I read Sarai Walker’s Dietland earlier this summer, and even in the moment, I knew it had impacted me. But I didn’t realize how much. I wrote about some of these revelations in my review of the book, but it took some time to recognize just the difference this book made by shining a light into the dark corner of my denial and self-judgments. I honestly didn’t realize how much of my own body image and understanding of my body’s relationship with the world was similar to that of the fat protagonist, Plum.
Like Plum, I was hiding myself in my drab, completely-not-attention-grabbing clothing. Neutral earth tones, blacks and grays. Flavorless. Practical only. I was trying to blend into the walls (often also neutral in color). Don’t notice me, I was subtly saying. Don’t notice I’m fat.
The other side of that behavior was that I was secretly admiring flashier, more unique fashions and saying that after I lost the two sizes/20 lbs/extra flab I would be able to buy and wear with confidence. Those clothes that spoke to me, were full of flair and personality, were being put off to the day that my body would be worthy of looking at, that my outside would more closely match the skinny person within.
Shopping was often a psychological horror. An existential crisis wherein I had to repeatedly confront my naked and then poorly clothed image in the dressing room mirror. In response, I anticipated which clothes and sizes might fit and not make me look too bulbous but also gravitated towards baggier styles to keep myself from needing to go to The Plus-Sized Store. I put off shopping. Wanted to escape as soon as possible. The effect was that the excursions I took were less productive, all the more horrific. I finally started ordering clothes online, anticipating only the most middle of the road “sure things.” And what I did find, I almost never loved. My clothing kept me publicly decent and appropriately warm. It never inspired joy in me.
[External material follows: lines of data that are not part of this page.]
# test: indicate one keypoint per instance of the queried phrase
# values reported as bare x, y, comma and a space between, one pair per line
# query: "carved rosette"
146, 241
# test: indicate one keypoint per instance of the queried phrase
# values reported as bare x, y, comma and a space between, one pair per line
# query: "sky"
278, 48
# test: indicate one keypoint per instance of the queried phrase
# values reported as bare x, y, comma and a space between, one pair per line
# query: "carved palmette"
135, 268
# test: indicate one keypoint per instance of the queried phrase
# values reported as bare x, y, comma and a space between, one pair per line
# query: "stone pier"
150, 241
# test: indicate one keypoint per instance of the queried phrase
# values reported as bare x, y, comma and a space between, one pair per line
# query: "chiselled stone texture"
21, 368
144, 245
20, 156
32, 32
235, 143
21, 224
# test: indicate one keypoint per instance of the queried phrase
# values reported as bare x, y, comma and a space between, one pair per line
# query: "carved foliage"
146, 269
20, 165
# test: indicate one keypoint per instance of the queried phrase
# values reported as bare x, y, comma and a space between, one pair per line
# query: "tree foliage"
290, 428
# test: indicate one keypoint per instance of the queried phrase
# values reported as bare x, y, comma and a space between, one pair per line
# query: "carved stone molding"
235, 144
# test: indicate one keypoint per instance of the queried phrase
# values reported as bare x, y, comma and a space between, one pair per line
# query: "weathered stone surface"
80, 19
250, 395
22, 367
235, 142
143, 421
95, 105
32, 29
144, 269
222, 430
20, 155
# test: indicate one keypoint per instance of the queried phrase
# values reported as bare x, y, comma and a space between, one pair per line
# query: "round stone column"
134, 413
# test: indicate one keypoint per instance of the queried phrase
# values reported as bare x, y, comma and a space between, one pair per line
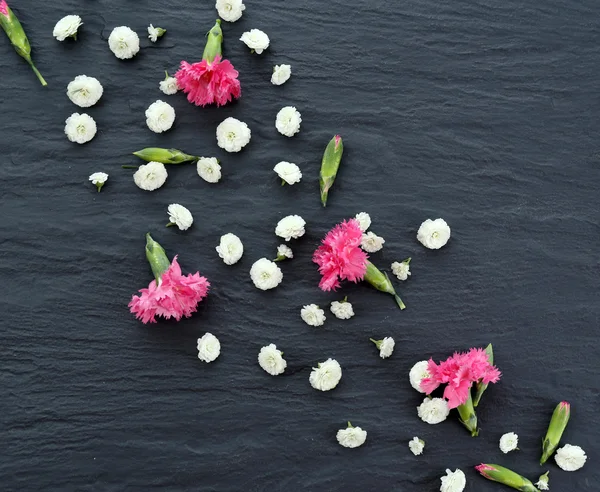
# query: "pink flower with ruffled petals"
209, 82
340, 257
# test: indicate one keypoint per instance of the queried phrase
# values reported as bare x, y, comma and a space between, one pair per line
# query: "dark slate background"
483, 113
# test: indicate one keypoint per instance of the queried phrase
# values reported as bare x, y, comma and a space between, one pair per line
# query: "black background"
480, 112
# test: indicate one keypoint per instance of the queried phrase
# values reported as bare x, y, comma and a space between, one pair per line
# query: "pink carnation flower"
209, 82
339, 257
175, 296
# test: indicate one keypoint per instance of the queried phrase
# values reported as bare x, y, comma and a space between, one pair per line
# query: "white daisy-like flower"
351, 437
570, 458
67, 27
233, 135
417, 374
256, 40
290, 173
281, 74
313, 315
209, 347
80, 128
509, 442
124, 42
290, 227
433, 410
433, 234
288, 121
371, 242
99, 179
271, 360
230, 248
364, 221
230, 10
454, 481
160, 116
326, 375
209, 169
151, 176
180, 216
342, 310
84, 91
416, 446
266, 274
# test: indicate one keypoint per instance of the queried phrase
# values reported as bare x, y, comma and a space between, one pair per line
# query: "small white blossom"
509, 442
351, 437
570, 458
433, 234
416, 445
256, 40
281, 74
265, 274
209, 347
160, 116
288, 121
454, 481
233, 135
230, 10
288, 172
124, 42
80, 128
67, 27
313, 315
271, 360
180, 216
433, 410
290, 227
209, 169
230, 248
326, 375
151, 176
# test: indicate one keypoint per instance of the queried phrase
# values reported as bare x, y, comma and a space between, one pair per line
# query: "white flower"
80, 128
84, 91
265, 274
416, 445
454, 481
509, 442
433, 234
313, 315
290, 227
233, 135
124, 42
209, 169
209, 347
290, 173
433, 410
364, 220
230, 10
271, 360
371, 242
342, 310
281, 74
352, 437
67, 27
401, 270
256, 40
230, 248
160, 116
417, 374
326, 375
180, 216
288, 121
570, 458
150, 176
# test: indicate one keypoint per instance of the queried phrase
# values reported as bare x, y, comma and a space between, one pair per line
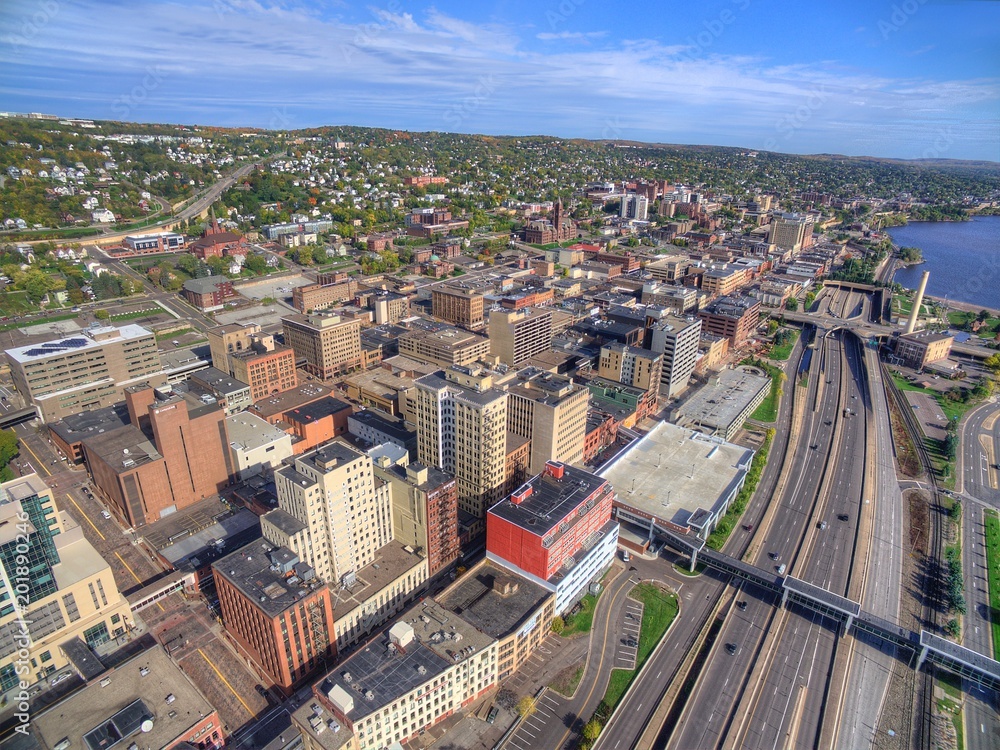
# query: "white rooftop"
76, 342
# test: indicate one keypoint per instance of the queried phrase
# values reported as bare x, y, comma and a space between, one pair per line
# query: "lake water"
962, 256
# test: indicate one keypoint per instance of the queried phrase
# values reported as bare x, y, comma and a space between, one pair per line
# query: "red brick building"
276, 611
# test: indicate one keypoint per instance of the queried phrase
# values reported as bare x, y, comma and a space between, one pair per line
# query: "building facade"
556, 530
518, 335
461, 428
86, 371
277, 611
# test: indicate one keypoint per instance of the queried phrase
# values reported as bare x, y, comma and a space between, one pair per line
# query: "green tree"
526, 707
8, 446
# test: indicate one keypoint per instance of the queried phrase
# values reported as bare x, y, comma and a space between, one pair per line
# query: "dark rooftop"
549, 500
316, 410
479, 598
75, 427
250, 571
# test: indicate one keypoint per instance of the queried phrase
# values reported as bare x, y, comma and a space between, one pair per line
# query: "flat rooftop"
75, 427
550, 500
478, 598
248, 431
316, 410
723, 399
376, 675
96, 717
279, 403
250, 570
673, 472
391, 562
90, 338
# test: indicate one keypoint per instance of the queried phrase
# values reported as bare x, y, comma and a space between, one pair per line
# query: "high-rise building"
518, 335
277, 611
252, 357
634, 206
54, 586
630, 365
677, 340
551, 410
424, 508
791, 231
444, 345
330, 344
85, 371
346, 517
174, 452
458, 303
462, 428
556, 530
734, 317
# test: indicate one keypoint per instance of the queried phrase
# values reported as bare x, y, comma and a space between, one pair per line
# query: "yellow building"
54, 587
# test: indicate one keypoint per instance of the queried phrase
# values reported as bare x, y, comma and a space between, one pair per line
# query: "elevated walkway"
924, 645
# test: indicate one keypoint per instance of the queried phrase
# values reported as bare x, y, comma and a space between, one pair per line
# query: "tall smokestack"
917, 301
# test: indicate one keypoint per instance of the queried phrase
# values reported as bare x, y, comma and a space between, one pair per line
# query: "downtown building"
86, 371
173, 453
330, 343
677, 340
277, 611
518, 335
555, 530
58, 597
252, 357
461, 423
336, 517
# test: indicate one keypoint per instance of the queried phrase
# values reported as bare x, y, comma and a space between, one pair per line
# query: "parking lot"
628, 643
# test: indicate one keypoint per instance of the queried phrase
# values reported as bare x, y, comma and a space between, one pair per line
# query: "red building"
546, 521
276, 611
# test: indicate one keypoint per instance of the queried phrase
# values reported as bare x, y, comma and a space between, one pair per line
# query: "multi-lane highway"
771, 665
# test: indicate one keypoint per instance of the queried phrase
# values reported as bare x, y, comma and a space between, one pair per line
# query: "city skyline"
908, 80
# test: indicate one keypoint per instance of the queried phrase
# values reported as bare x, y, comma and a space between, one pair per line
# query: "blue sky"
909, 78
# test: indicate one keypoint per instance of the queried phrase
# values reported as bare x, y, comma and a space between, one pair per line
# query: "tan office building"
330, 344
461, 304
462, 428
518, 335
67, 588
88, 370
550, 410
445, 346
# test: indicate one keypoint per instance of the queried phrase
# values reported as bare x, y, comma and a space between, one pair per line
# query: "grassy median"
659, 610
993, 575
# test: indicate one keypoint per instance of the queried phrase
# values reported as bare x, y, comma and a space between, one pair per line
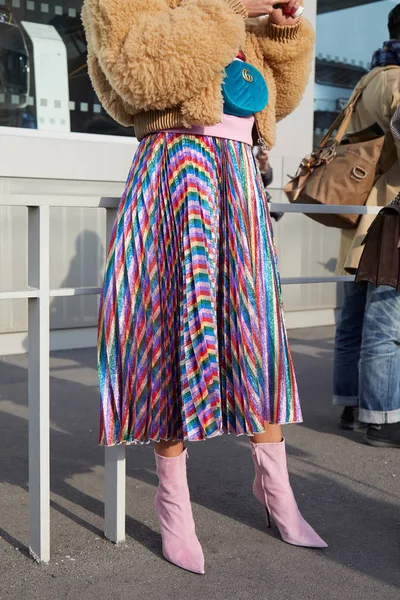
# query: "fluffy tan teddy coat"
159, 64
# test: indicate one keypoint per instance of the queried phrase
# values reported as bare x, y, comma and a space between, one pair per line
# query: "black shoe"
383, 436
349, 421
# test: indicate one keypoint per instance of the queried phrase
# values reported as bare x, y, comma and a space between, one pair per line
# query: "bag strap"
342, 121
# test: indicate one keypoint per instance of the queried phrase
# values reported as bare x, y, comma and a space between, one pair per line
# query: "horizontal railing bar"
20, 294
306, 280
97, 202
58, 201
324, 209
82, 291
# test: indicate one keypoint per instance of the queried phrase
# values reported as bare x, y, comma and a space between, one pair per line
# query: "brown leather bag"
340, 171
380, 260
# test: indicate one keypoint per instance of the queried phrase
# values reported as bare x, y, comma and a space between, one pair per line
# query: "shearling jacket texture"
159, 64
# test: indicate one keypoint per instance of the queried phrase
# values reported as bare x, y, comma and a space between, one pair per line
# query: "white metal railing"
38, 294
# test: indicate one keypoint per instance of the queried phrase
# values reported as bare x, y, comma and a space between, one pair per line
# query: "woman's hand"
283, 16
258, 8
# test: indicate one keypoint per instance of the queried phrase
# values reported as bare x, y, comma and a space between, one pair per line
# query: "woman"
192, 342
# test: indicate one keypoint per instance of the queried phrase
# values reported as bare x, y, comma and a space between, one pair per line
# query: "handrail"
38, 294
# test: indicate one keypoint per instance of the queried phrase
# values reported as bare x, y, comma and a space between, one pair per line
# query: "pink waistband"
231, 128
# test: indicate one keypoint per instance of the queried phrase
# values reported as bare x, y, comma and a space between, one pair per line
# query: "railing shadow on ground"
360, 527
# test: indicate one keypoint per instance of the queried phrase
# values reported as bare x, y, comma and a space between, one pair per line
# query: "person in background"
367, 344
267, 177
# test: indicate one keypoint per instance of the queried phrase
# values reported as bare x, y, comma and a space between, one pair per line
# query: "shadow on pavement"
359, 520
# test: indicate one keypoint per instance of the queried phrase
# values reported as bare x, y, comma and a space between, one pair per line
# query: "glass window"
348, 33
28, 57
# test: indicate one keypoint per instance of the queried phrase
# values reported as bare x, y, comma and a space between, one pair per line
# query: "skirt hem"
187, 439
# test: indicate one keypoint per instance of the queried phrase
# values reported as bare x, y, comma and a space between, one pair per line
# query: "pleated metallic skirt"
192, 340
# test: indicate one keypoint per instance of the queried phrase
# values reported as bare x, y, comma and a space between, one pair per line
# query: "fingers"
291, 7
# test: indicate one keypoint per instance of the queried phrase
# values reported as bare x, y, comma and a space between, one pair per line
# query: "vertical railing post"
115, 467
38, 383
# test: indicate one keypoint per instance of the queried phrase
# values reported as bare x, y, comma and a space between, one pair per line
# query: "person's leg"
271, 435
169, 449
179, 540
348, 345
272, 488
380, 358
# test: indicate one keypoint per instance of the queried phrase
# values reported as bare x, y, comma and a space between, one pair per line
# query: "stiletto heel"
272, 488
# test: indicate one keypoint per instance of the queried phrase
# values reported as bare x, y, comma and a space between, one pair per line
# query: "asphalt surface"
349, 492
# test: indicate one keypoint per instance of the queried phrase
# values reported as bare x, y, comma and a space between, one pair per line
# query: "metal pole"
38, 383
115, 467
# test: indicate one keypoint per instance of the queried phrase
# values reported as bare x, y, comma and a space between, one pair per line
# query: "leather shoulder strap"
343, 119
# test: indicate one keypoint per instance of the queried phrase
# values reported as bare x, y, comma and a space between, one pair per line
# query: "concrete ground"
349, 492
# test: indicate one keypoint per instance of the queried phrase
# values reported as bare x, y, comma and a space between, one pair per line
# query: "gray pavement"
349, 492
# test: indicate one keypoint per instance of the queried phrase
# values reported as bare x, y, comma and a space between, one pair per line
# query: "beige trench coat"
378, 104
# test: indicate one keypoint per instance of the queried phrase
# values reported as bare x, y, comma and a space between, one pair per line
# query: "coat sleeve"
288, 51
156, 56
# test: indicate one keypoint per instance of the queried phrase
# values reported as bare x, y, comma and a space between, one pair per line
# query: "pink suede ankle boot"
272, 488
179, 541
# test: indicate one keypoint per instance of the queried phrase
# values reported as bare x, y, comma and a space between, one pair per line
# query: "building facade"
55, 138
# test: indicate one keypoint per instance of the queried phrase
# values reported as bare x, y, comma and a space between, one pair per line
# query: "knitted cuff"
282, 33
238, 7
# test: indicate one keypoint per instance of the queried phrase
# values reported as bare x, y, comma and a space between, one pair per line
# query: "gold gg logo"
247, 76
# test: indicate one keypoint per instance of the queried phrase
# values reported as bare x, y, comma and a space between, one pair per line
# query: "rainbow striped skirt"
192, 340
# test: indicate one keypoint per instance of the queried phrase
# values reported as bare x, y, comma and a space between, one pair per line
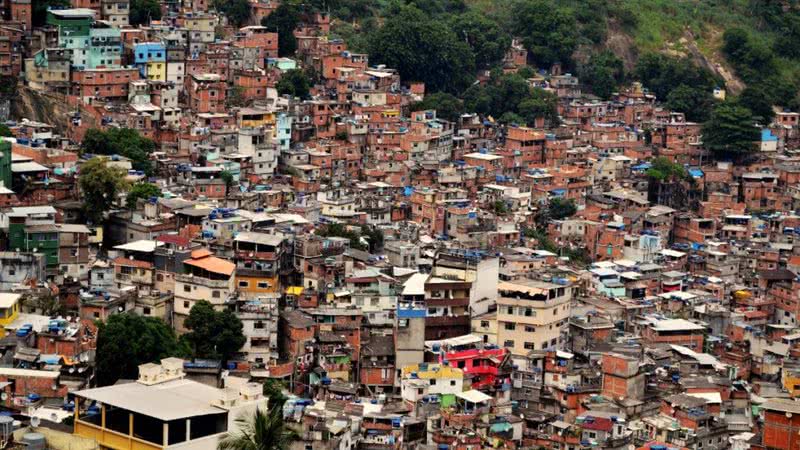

I didn’t understand that I was sabotaging myself. In fact, I was a homeland terrorist. By “hiding” myself, I was subconsciously allowing more and more room for self-disapproval. I was ashamed of my body. And inauthentically separating “me” from “it.” But as Plum discovers in Dietland, her body was nothing but good to her.
There was a phantom woman in my mind that I was comparing myself to, and I had to force her from the dressing room. When she was gone, I looked at my body, the body that had kept me alive for nearly thirty years, without any serious health problems, the body that had taken me where I needed to go and protected me. I had never appreciated or loved the body that had done so much for me. I had thought of it as my enemy, as nothing more than a shell that enclosed my real self, but it wasn’t a shell. The body was me. This is your real life. You’re already living it. I removed the clothes and stood naked before the mirrors, turning this way and that. I was round and cute in a way I’d never seen before. –Sarai Walker, Dietland
My own body, now even more divergent from the standard of thin beauty in society, had birthed two lovely boys, little miracles of the design of our bodies. To hate my body was absurd when it could do such marvelous things. Plum’s revelation became my revelation: This body is me. Why would I want to show it the least bit of disrespect? And this is my life. Every minute of it. Right now. Why would I want to wear clothes I don’t love? Why would I want to put off any bit of joy?
Although it seems trite for this to come down to clothes, that’s where I began my revolution. I googled how to shop, which sounds inordinately stupid, but I was clearly doing it wrong and knew no better way to right my behavior. I also sought the advice of a body divergent friend who I considered gorgeous and a paragon of good fashion.
She and I went shopping together. This time, I didn’t run from the colorful, flashy clothes. I picked out items I loved, many, many pieces. I filled the dressing room. I tried on clothes I would have previously disregarded due to my preconceptions of which cuts and sizes would or wouldn’t work on my body. I tried on lots of clothes, between 20 and 30 items, and I chose to buy only what I loved. Which of these would make me happy, bring me joy? I was surprised by how many there were. Teal skirt? Yes. Orange pants? Yes again. I even bought my first “little black dress.”
I was wearing bright colors, refusing to apologize for my size. The dress made me feel defiant. For the first time, I didn’t mind taking up space. –Sarai Walker, Dietland
Then I went home and I cleared out my closet. I tried everything on. If it didn’t fit or didn’t spark some joy, it went into a 13 gallon garbage bag for donation. I sent away eight bags of clothes. My closet was left clean, organized, and filled only with things that pleased me to wear.
Sure, I’m fat. But that doesn’t make me worthless or even loathsome. I’m happily married. A mother of two wonderful little boys. A teacher who loves her job and her students. I don’t owe anyone a thin body, not even myself. The body I have has made me who I am. Is who I am.